In einer 17-monatigen Praxisphase wurden die Arztpraxen im CIRSforte-Projekt unterstützt, ein Fehlerberichts- und Lernsystem einzuführen. Ziel ist es, deutschlandweit Arztpraxen die Erkenntnisse und Produkte aus dem Innovationsfondsprojekts, das noch bis März 2020 läuft, zur Verfügung zu stellen.
Fehlerberichts- und Lernsysteme ermöglichen es den Praxisteams, Schwachpunkte und Risiken in den Arbeitsabläufen zu identifizieren und aus dem offenen Austausch über Fehler oder andere kritische Ereignisse zu lernen. Die teilnehmenden Praxen werden in diesem Innovationsfondsprojekt vom Institut für Allgemeinmedizin der Goethe-Universität in Frankfurt gemeinsam mit der TK umfassend unterstützt. Weitere Projektpartner sind das Aktionsbündnis Patientensicherheit (APS), das Ärztliche Zentrum für Qualität in der Medizin, die Kassenärztliche Vereinigung Westfalen-Lippe sowie die Asklepios-Kliniken GmbH.

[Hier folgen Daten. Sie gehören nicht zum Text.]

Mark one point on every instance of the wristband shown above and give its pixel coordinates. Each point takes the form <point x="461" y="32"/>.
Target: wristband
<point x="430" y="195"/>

Fehler können überall passieren
Fehler können überall passieren, auch in der Medizin. Aus Fehlern zu lernen und Sicherheitsvorkehrungen zu treffen, um die Patientensicherheit zu erhöhen - dieses Prinzip steckt in den Fehlerberichts- und Lernsystemen des Gesundheitswesens, die auch "Critical Incident Reporting System“ oder kurz CIRS genannt werden.
Jedes Jahr 88 Millionen Patientenkontakte
Allein aufgrund der hohen Zahl der Patientenkontakte sollten aus Sicht der TK in Hessen Arztpraxen die Vorteile eines Fehlermanagements nutzen: In Hessen versorgen jedes Jahr über 13.000 niedergelassene Hausärzte, Fachärzte und Psychotherapeuten sowie rund 20.000 medizinische Fachangestellte in mehr als 8.200 Praxen 48 Millionen Behandlungsfälle. Dabei kommt es zu über 88 Millionen Patientenkontakten. Die Versorgung der Patienten ist oft komplex und meist sind zahlreiche Personen über diverse Schnittstellen hinweg beteiligt.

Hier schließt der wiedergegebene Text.